Learning from Synthetic Data for Crowd Counting in the Wild
Qi Wang, Junyu Gao, Wei Lin, Yuan Yuan

TL;DR
This paper introduces a synthetic crowd scene dataset and two methods leveraging synthetic data to improve crowd counting in real-world scenarios, achieving state-of-the-art results and reducing annotation efforts.
Contribution
It presents a large-scale synthetic dataset and two novel approaches for utilizing synthetic data to enhance crowd counting performance in the wild.
Findings
Pretraining on synthetic data significantly improves real-world performance.
Domain adaptation method reduces the need for manual annotations.
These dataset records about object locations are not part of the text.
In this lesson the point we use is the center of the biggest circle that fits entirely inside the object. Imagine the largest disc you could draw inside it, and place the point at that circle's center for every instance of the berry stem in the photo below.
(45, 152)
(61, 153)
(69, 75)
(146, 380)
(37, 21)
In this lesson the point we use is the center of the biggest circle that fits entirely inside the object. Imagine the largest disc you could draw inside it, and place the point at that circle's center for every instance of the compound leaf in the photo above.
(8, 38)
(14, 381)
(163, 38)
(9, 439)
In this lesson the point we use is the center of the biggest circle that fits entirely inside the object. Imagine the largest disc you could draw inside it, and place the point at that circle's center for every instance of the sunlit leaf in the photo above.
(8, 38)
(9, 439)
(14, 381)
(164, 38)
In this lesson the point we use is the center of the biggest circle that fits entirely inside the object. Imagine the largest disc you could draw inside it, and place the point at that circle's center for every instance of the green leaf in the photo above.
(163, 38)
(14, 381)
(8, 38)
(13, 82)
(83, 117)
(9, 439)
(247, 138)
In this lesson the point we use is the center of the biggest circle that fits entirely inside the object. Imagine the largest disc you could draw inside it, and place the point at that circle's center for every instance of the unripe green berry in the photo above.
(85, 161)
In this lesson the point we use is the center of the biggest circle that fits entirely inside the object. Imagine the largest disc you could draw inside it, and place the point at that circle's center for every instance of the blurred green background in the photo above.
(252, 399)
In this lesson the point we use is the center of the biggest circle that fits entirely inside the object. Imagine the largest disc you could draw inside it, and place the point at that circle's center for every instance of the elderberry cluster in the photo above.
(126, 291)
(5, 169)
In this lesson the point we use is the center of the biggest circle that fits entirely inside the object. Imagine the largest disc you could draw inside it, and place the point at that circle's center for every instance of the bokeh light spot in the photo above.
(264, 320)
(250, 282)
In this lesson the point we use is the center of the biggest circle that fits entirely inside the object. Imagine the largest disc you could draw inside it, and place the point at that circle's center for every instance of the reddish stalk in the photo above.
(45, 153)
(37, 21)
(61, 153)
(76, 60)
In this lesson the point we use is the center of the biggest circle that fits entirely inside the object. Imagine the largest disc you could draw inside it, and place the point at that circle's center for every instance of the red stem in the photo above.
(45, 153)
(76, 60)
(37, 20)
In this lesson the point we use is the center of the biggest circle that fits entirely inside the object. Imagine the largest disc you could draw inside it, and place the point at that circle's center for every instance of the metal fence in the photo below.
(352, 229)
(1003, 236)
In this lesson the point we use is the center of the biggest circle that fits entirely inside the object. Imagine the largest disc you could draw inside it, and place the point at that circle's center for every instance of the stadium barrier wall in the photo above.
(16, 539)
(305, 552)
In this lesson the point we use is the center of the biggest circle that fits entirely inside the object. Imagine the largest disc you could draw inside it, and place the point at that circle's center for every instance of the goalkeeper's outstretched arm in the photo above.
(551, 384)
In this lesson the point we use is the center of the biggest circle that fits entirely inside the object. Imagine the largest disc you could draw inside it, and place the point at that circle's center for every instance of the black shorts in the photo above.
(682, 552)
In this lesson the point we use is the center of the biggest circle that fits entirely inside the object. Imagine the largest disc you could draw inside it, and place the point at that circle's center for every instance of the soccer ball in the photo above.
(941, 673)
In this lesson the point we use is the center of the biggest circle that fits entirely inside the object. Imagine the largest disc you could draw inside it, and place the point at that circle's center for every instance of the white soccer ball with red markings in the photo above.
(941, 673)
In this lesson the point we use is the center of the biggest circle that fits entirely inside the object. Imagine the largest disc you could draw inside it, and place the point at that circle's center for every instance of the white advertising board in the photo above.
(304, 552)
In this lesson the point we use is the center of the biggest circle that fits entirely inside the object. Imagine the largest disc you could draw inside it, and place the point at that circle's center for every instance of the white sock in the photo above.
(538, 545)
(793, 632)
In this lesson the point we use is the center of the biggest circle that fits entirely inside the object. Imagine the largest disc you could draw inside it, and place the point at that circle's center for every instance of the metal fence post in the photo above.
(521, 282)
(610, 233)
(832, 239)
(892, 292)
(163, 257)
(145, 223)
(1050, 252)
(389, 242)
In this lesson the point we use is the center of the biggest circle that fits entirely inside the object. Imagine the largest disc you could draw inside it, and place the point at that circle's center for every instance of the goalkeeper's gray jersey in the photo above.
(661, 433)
Achieved state-of-the-art results on four real datasets.
Abstract
Recently, counting the number of people for crowd scenes is a hot topic because of its widespread applications (e.g. video surveillance, public security). It is a difficult task in the wild: changeable environment, large-range number of people cause the current methods can not work well. In addition, due to the scarce data, many methods suffer from over-fitting to a different extent. To remedy the above two problems, firstly, we develop a data collector and labeler, which can generate the synthetic crowd scenes and simultaneously annotate them without any manpower. Based on it, we build a large-scale, diverse synthetic dataset. Secondly, we propose two schemes that exploit the synthetic data to boost the performance of crowd counting in the wild: 1) pretrain a crowd counter on the synthetic data, then finetune it using the real data, which significantly prompts the model's performance…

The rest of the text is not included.